Jesmyn Ward, two-time National Book Award winner and author of Sing, Unburied, Sing, delivers a gritty but tender novel about family and poverty in the days leading up to Hurricane Katrina. A hurricane is building over the Gulf of Mexico, threatening the coastal town of Bois Sauvage, Mississippi, and Esch's father is growing concerned. A hard drinker, largely absent, he doesn't show concern for much else. Esch and her three brothers are stocking food, but there isn't much to save. Esch can't keep down what food she gets; she's fourteen and pregnant. As the twelve days that make up the novel's framework yield to their dramatic conclusion, this unforgettable family-motherless child sacrificing for one another as they can, protecting and nurturing where love is scarce-pulls itself up to face another day.

Read it For:
Woolf works brilliantly with three different stories and creates an impressionistic manner of writing.
Don't Read it For:
The book is not so interesting in the beginning.
What makes this book stand out?:
Woolf created a mark with her iconic writing style with this collection.

She’s My Baby

When someone leaves a baby on her doorstep on Christmas, magazine CEO Leila Owens, who is maternally challenged, finds herself juggling bottles, naps, and meetings, while falling in love with her gorgeous new neighbor, Garrick Grayson

Read it For:
The impressive storytelling skills and the gripping story of a man’s life, which changes with the Mediterranean war.
Don't Read it For:
The book uses a male protagonist but is still a classic Woolf story.
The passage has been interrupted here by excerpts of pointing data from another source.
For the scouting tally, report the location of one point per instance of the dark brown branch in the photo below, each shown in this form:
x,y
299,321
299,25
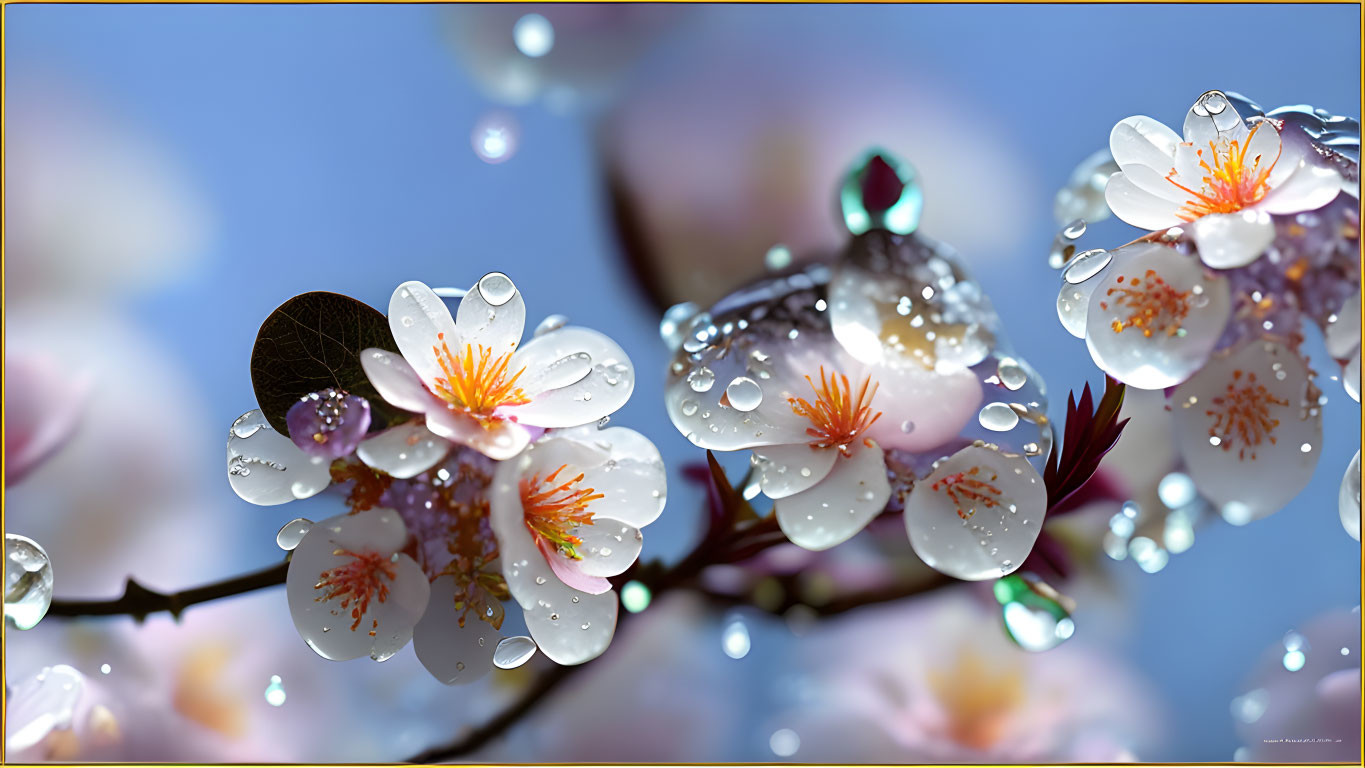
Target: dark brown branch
x,y
138,602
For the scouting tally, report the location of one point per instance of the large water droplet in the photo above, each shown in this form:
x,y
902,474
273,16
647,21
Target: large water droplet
x,y
27,581
998,416
744,393
513,651
292,532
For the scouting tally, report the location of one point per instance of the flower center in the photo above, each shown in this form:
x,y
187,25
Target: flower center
x,y
968,490
356,581
477,382
1154,306
1231,182
554,509
1244,414
837,416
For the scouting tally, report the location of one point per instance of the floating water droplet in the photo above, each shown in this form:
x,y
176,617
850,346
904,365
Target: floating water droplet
x,y
292,532
512,652
1087,265
275,695
700,379
27,581
998,416
744,393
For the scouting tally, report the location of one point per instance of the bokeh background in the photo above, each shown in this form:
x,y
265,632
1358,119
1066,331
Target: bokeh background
x,y
176,172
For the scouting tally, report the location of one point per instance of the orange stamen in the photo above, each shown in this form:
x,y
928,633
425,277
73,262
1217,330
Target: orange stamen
x,y
356,581
477,382
1231,182
965,489
1155,306
553,510
837,418
1244,412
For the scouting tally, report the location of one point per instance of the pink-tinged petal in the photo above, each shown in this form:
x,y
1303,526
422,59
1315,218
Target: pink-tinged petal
x,y
1139,206
788,469
492,314
569,570
395,379
1143,141
500,438
1229,240
841,505
1309,187
421,321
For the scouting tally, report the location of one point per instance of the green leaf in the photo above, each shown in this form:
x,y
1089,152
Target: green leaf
x,y
314,341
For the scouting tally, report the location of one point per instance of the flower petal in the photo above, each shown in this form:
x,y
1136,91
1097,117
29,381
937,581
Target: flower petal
x,y
788,469
1229,240
1139,206
492,314
1155,351
500,438
341,632
266,468
395,379
841,505
978,514
403,452
599,378
419,321
453,654
1246,429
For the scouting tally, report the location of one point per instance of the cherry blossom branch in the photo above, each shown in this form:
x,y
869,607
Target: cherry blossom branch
x,y
139,602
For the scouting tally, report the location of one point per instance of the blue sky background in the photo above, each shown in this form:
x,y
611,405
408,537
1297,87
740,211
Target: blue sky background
x,y
333,148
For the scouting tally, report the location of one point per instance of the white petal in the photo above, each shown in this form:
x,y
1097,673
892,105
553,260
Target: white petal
x,y
325,625
395,379
599,378
609,546
419,322
1139,206
500,439
492,314
631,478
453,654
1229,240
1177,347
786,469
266,468
1141,141
1264,467
403,452
841,505
990,527
1309,187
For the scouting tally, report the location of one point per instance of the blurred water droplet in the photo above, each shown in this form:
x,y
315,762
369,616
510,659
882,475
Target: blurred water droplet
x,y
27,581
512,652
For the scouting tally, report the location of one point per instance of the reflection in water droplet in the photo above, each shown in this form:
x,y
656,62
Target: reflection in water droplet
x,y
292,532
512,652
744,393
998,416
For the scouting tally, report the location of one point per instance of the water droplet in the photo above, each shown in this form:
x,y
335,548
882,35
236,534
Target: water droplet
x,y
744,393
496,288
27,581
998,416
533,34
292,532
700,379
512,652
1087,265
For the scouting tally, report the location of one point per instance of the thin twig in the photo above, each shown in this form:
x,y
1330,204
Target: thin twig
x,y
138,602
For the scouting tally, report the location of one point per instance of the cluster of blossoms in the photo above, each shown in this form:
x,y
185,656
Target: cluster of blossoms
x,y
489,479
1253,224
875,384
You may be disappointed if you were looking for something new.
What makes this book stand out?:
Woolf was one of the most well-known writers. And this was only because she kept experimenting with new styles and ways.

The Help

Comparisons between the book and the movie may be unfair. The book contains so much information that it would be impossible to include all of it in two hours. That said, while I liked the movie, the book was far more enjoyable. The author made clever use of the three narrators. At first, I thought I might be put off by that choice, but once you adjust to the different voices, the rhythm adds an element to the book that a single point- of-view wouldn't have provided. The three principal characters speak for themselves.

Read it For:
It is an amazing book to read. The issues spelled out here are worth reading and understanding.
Don't Read it For:
the plot of the scenes is difficult to understand.
What makes this book stand out?:
it makes a good story and is one of the best reads on the list of American African romance books.